Poderá retorquir-se que nas últimas três décadas o país melhorou muito. De facto, embora aquém da generalidade dos países europeus, hoje em dia, vive-se melhor do que há 33 anos. Eu próprio vivo melhor que o meu pai e ele viveu melhor do que o meu avô. Mas isto não prova que José Socrates, nem Cavaco Silva, nem Mário Soares, nem o Dr. Salazar fossem homens de esquerda. A explicação é bem mais simples. Acontece que as economias têm o vício simpático de crescer e as mesas dos ricos, por muito largas que sejam, têm o hábito de deixar cair algumas migalhas.

Privatizações

Após os tenebrosos dias do PREC, regressaram do seu exílio brasileiro as “cabeças da economia”, como lhes chamou Lucas Pires. Desde então, a direita portuguesa tem sido particularmente eficaz na reconstrução dos monopólios.

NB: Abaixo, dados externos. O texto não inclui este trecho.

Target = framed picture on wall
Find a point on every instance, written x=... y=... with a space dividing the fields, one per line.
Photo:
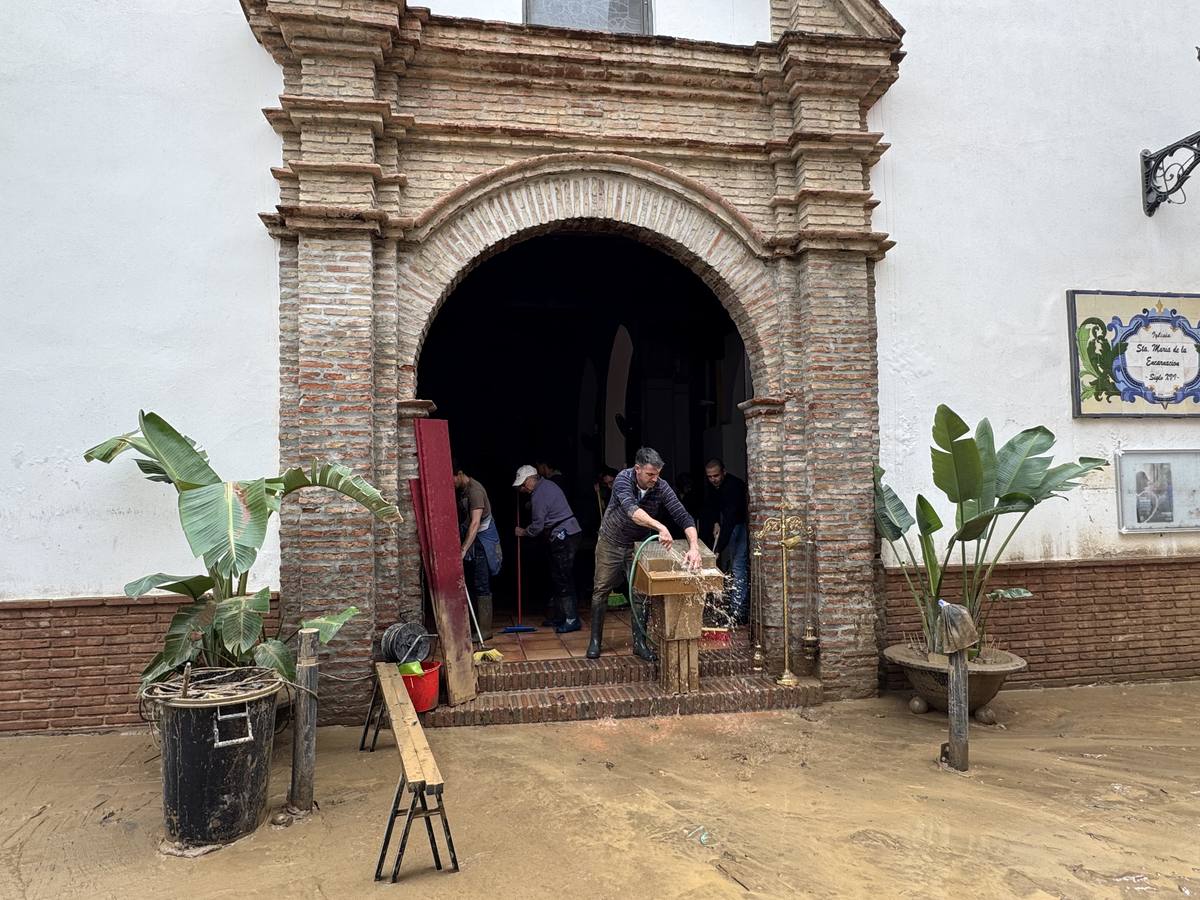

PS e PSD, sem distinção, iniciaram uma política de destruição do Estado e, consequentemente, de redução do controlo democrático da sociedade portuguesa. Numa primeira fase, procederam à reprivatização da generalidade das empresas públicas, com o argumento de que nenhuma empresa pública é economicamente viável, pelo simples facto de ser detida pelo Estado.
Numa segunda fase, prosseguiram com a privatização de sectores estratégicos da economia: a quase totalidade dos bancos, as unidades de produção e distribuição de energia, as redes de esgotos, de água e de transportes.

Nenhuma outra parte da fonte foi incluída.